A regime’s credibility should be measured through, among other things, the kind of justice it metes out to its citizens. The case of Mrs. Victoire Ingabire, President of the Unified Democratic Forces party (FDU-Inkingi), highlights beyond all doubt the absence of equitable justice under the Kigali regime which we have tirelessly denounced in its 18 years of existence. Eight years in prison was the verdict rendered this October 30, 2012.Mrs. Ingabire was found guilty of genocide ideology and threatening state security.
We’d like to point out from the get-go that Mrs. Ingabire’s trial has been nothing short of a nightmarish procedure fraught with serious irregularities from beginning to end. First, she was handled ruthlessly by being denied due defense when her American attorney, Peter Erlinder, was arrested immediately after arriving in Kigali . He was then put in jail, subjected to blackmail, before being asked to leave the country in total shame three weeks later after being granted bail thanks to intense pressure from the international community, starting with the American government. The world was then stunned to witness theatrical interference in Mrs. Ingabire’s case by the highest executive authority, none other than President Paul Kagame himself, who went as far as stating publicly in the place of competent judicial authorities in charge of the matter, that he had irrefutable evidence of her culpability. Then came the mysterious disappearance of Mrs. Ingabire’s personal belongings, including her cell phone, followed by a series of other strange procedural irregularities worthy of a dictatorship. This was a case that, in a true democracy with an equitable and independent judicial system, would simply have been dismissed.
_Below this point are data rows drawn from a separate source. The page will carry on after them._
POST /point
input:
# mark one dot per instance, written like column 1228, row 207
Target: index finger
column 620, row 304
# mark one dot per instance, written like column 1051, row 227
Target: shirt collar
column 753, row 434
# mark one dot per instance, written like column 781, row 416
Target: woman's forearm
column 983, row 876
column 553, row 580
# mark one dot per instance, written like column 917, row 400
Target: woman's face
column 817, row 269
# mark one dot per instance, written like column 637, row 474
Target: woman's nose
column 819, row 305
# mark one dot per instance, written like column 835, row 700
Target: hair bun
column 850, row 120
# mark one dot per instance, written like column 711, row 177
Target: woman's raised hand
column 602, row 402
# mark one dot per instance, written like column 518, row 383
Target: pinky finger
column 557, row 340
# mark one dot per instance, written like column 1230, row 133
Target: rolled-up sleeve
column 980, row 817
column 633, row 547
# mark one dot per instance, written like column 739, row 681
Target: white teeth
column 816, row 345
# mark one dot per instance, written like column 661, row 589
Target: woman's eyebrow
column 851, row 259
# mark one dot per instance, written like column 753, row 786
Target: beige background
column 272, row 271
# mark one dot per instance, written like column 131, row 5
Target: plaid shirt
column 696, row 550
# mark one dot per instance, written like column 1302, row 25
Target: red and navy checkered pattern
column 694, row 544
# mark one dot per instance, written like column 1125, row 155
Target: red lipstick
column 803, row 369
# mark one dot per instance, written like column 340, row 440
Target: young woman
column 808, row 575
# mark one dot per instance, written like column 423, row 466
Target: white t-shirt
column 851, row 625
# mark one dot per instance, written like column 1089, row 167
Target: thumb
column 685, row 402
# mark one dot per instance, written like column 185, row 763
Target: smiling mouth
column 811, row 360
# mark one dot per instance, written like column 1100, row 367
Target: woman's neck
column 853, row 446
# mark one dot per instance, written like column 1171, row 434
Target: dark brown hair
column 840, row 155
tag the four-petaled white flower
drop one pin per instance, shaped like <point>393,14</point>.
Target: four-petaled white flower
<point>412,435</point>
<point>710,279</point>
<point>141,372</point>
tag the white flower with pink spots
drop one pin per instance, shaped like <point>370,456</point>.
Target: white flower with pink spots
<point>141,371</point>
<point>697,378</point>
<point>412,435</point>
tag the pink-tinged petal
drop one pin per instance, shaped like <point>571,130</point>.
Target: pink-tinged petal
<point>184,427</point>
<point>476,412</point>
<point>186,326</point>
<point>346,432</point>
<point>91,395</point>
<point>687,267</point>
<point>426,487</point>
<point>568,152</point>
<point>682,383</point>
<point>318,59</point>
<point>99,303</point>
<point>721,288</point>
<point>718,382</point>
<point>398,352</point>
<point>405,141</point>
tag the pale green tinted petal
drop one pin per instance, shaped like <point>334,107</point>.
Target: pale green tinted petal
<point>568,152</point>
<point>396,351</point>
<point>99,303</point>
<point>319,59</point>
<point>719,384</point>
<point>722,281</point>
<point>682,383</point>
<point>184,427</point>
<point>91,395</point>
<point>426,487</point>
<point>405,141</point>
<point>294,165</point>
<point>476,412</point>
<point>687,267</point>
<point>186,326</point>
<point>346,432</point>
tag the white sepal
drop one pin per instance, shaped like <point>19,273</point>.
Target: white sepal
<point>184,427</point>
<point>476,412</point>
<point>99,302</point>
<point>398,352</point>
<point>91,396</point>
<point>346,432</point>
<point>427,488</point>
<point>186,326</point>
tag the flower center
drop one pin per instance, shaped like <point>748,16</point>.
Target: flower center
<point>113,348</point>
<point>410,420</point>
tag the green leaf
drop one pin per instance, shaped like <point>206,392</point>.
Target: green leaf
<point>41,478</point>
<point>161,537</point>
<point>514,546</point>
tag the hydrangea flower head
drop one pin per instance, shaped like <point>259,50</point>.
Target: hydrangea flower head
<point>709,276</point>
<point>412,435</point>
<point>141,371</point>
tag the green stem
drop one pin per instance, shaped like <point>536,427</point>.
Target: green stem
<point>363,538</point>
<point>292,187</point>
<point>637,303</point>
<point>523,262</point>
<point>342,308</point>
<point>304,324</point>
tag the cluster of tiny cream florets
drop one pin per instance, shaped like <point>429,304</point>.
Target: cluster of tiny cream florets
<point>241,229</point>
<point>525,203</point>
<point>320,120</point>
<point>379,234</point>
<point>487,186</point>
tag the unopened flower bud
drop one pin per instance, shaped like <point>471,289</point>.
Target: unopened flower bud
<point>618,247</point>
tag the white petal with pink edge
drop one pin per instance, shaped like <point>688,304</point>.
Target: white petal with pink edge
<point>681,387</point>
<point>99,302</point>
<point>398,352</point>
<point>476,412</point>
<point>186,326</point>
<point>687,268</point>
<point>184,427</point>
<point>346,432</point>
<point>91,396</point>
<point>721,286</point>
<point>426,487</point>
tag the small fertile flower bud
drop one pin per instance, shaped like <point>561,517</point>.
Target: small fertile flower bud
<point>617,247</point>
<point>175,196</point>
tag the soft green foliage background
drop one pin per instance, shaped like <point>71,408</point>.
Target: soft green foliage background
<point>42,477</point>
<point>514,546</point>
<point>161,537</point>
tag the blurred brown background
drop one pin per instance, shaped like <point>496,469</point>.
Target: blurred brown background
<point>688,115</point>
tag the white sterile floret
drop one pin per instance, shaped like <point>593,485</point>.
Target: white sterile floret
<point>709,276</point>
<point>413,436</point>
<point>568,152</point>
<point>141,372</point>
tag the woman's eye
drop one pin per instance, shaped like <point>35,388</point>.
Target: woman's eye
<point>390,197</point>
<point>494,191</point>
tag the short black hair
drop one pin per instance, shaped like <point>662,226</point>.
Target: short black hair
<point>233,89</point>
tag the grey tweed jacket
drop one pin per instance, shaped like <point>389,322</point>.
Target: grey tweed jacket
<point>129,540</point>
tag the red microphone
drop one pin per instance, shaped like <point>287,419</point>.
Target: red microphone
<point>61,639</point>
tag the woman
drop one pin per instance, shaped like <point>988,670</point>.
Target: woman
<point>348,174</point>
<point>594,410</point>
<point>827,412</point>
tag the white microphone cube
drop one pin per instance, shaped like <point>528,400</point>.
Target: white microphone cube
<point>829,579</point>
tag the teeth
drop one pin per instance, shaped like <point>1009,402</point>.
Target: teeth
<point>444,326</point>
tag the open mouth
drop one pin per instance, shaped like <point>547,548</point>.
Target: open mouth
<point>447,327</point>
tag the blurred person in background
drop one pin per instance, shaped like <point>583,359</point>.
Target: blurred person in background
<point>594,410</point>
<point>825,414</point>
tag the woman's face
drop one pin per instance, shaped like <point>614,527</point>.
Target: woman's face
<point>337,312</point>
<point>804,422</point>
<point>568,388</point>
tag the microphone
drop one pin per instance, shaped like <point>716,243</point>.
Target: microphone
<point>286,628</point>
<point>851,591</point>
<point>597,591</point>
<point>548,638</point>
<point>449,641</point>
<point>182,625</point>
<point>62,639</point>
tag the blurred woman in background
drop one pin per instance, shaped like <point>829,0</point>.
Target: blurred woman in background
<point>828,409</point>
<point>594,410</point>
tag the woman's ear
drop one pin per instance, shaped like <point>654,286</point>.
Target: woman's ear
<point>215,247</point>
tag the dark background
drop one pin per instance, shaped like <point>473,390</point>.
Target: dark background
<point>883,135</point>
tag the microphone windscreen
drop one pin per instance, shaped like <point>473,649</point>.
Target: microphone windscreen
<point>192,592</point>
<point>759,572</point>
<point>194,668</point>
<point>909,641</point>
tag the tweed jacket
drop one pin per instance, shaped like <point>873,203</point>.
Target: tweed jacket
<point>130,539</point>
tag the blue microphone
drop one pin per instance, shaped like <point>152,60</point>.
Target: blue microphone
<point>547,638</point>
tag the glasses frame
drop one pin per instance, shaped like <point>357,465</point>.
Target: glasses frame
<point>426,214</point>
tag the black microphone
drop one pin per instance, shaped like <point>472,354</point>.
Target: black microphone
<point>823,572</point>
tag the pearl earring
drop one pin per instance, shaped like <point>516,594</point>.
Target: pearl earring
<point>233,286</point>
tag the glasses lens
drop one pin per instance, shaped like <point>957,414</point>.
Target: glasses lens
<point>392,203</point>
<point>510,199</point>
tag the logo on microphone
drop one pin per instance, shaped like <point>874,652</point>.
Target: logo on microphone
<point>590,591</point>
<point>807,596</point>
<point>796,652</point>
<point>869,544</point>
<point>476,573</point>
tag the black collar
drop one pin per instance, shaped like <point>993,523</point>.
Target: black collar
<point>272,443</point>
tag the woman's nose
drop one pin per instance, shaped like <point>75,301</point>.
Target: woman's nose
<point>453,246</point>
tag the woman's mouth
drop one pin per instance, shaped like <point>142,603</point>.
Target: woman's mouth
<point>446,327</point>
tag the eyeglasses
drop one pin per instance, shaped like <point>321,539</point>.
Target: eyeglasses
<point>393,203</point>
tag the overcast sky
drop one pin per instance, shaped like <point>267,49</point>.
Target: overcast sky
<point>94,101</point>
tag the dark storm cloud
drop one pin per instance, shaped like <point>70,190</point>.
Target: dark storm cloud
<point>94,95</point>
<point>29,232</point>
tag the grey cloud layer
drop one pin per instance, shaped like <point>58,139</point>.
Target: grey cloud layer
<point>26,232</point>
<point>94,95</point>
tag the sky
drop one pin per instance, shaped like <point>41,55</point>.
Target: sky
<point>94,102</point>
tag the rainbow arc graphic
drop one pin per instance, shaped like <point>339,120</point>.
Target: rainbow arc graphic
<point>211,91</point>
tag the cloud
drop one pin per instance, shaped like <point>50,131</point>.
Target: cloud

In the end, Kagame’s Rwanda remains the one which Mrs. Susan Rice, the U.S. Ambassador to the U.N., had so accurately described during her visit in November 2011. She observed that “the political culture in Rwanda remains comparatively closed. Press restrictions persist. Civil society activists, journalists, and political opponents of the government often fear organizing peacefully and speaking out. Some have been harassed. Some have been intimidated by late-night callers. Some have simply disappeared.” There’s no doubt that Mrs. Ingabire’s only sin is that she is a political opponent who dared to run for the presidency.
Other opposition political leaders are rotting in jail in Rwanda . There is Déogratias Mushayidi, President of the PDP-Imanzi party, who was sentenced to life in prison by Rwanda ’s High Court on September 17, 2010. There is also Bernard Ntaganda, President of the PS-Imberakuri party, who was sentenced to 4 years in prison by the High Court on February 11, 2011. Then we have Dr. Théoneste Niyitegeka, whose audacity to run for president in 2003 earned him 15 years of jail time. There are many others yet.
Despite being jailed by a hardened dictator, Mrs. Ingabire’s fight has not been in vain. Her fight has helped to prove to the world that there is neither democracy nor equitable and independent justice in Rwanda . It has also helped to debunk the myth that President Kagame is the world’s model for promoting gender and women’s rights. He will now be known as the African dictator who is serially imprisoning female politicians and female journalists as well, such as Ms. Agnes Uwimana Nkusi, Director of “Umurabyo” newspaper and her collaborator Ms. Saidati Mukakibibi.
The PDR-Ihumure party urgently calls upon the international community to demand the immediate and unconditional release by the Rwandan regime of Mrs. Victoire Ingabire and all other political prisoners languishing in Rwandan jails, particularly Deo Mushayidi, Bernard Ntaganda, Théoneste Niyitegeka, Agnes Uwimana Nkusi, and Saidati Mukakibibi.